私はちゃんと全員が病院に集まるまで待ってから、ママのおなかから脱出したらしいです。
お姉ちゃんや、パパ、ママにインタビューしてみました。
「私が生まれた時どう思ったの?」
とママの目をじーっとのぞきこみました。ママの黒目には私がうつっていました。
ママは、
「いやあ、うーん、元気に生まれてきてくれて安心したよ」
と、おだやかに目を閉じました。
パパにも聞いてみると、この時パパは今にも寝そうだったけど、
「そりゃ、感謝の気持ちだよう」
とあと1秒で寝そうな顔で言いました。
ゆうみお姉ちゃんは
「うれしいと思ったー」
と普通の感想を言いました。
みゆおねえちゃんは
「ユキが生まれる前は、妹ほしい妹ほしいと思っていたからユキが生まれてうれしかったよ」
と変な顔をしました。
私が生まれる前、何度も名前を考える家族会議を開いていたらしく、私に呼びかけるニックネームはキユちゃんだったそうです。ちなみに今のニックネームは、ユキです。私の名前の由来は、ママの由とパパの貴をとって由貴になりました。自由にのびのびと、そして気高い立派な人になってほしいと言っていました。
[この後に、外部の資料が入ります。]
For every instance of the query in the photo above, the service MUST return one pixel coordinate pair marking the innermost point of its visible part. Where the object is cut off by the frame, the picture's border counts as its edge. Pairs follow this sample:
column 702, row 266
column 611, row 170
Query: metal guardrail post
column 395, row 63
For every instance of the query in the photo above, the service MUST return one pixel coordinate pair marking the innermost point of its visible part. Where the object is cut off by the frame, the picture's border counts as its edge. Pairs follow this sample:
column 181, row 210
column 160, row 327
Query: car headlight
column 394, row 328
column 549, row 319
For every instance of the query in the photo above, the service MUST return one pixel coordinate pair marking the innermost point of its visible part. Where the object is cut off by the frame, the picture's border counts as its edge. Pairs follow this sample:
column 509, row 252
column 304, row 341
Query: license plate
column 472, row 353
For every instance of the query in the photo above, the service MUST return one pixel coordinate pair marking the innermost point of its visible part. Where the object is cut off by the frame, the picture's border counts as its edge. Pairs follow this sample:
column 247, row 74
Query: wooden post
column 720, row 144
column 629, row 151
私が生まれた時、上のおねえちゃん二人は、八歳と七歳だったので、おねえちゃんたちも私をパパとママと一緒にかわいがってくれました。
まるでママと、小さいお母さんが二人いるみたいだったらしい。
私が生まれた時は、
「いもうとだよー」
「赤ちゃんかわいい」
「出た出た」
「うれしい」
「まるでりんごみたい」
などいろいろ言っていたのを動画で見ました。
私はおなかの中でよく動く子だったと聞きましたが、もしかしたらおなかの中でへその緒を追いかけまわしていたのかなーと思いました。
どうしてかというと、犬がよく自分のしっぽを追いかけまわすのを見るからです。
おなかの中でたぶん楽しく過ごしていたけど、何ごともなく無事に脱出に成功してよかったなーと思いました。